In the past my art work has involved using illogical methods to make logical looking answers. For example, for my degree I took sections of my written work and analysed it in an unconventional way, to try to figure out the answer to the question – How do you become an artist. After some word counting, mind-mapping and nonsense sums, I figured that the answer was 9x-x/36+12.
In my everyday work, I use mapping in a more traditional way, to problem solve and see the overall picture of the Circuit programme – so when I was asked to use my practice and respond to what I thought about organisational change and what makes a program work, my mind almost exploded with creative possibilities.
I spent the first day of the residency, looking at words I had collected from various sources, that were used to describe a successful programme, and started drawing connections between them – I soon realised that a lot of words meant the same thing, and most were emotive. In the evening I read about Mind mapping techniques from the man who invented them – Tony Buzan. I tweeted him to tell him and he responded!

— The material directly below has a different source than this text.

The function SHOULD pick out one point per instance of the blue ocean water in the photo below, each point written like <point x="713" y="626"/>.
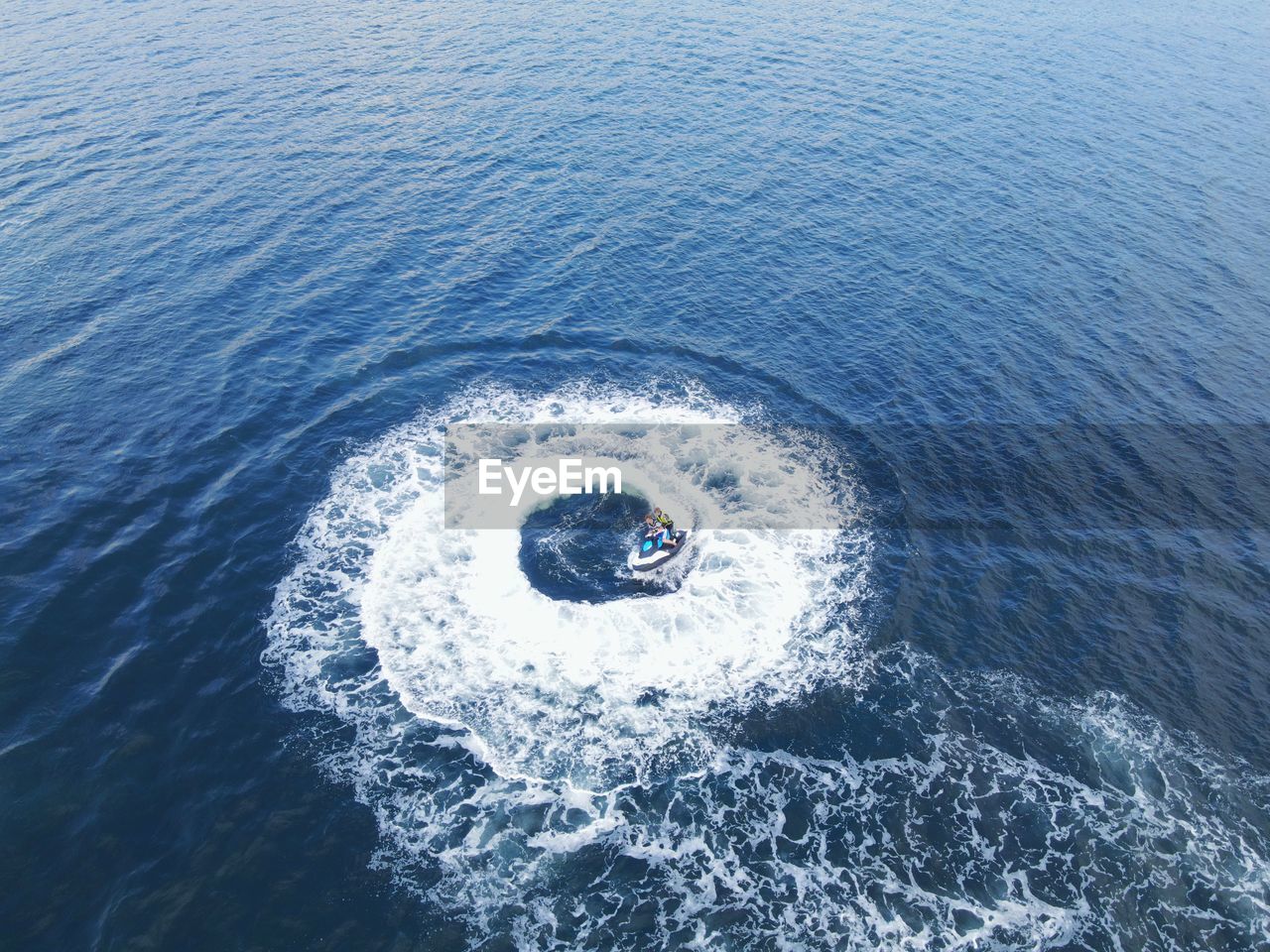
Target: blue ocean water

On day two I looked at the elements that make up a youth programme and linked them to the emotive words, trying to get a sense of what it takes to make each element work positively. For example, integration works by communication but good integration happens when the communication is tailored. Just the same as my ‘make it up’ artwork, I was playing around with ideas and language.

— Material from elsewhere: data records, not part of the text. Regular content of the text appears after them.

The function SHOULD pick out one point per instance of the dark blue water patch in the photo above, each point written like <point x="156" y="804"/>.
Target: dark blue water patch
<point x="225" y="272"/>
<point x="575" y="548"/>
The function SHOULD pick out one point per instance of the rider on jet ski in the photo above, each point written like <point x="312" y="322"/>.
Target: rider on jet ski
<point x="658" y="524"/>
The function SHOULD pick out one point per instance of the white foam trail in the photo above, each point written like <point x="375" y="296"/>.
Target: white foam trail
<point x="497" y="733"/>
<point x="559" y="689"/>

The last day of the residency, involved a lot more detailed writing, and investigation of the idea that the youth programme can act in a similar way to a governance structure and both are essentially communities needing support, diversity and ambition.
I am really excited to be able to take this further and look at the reality of what I have drawn out. In February I hope to look at my diagrams again with fresh new year eyes, and look at what I personally do to create a successful youth programme here in Nottingham. I am even more excited that I will pass on my work and findings to Sally at Tate St Ives – so she can start her own creative experiments!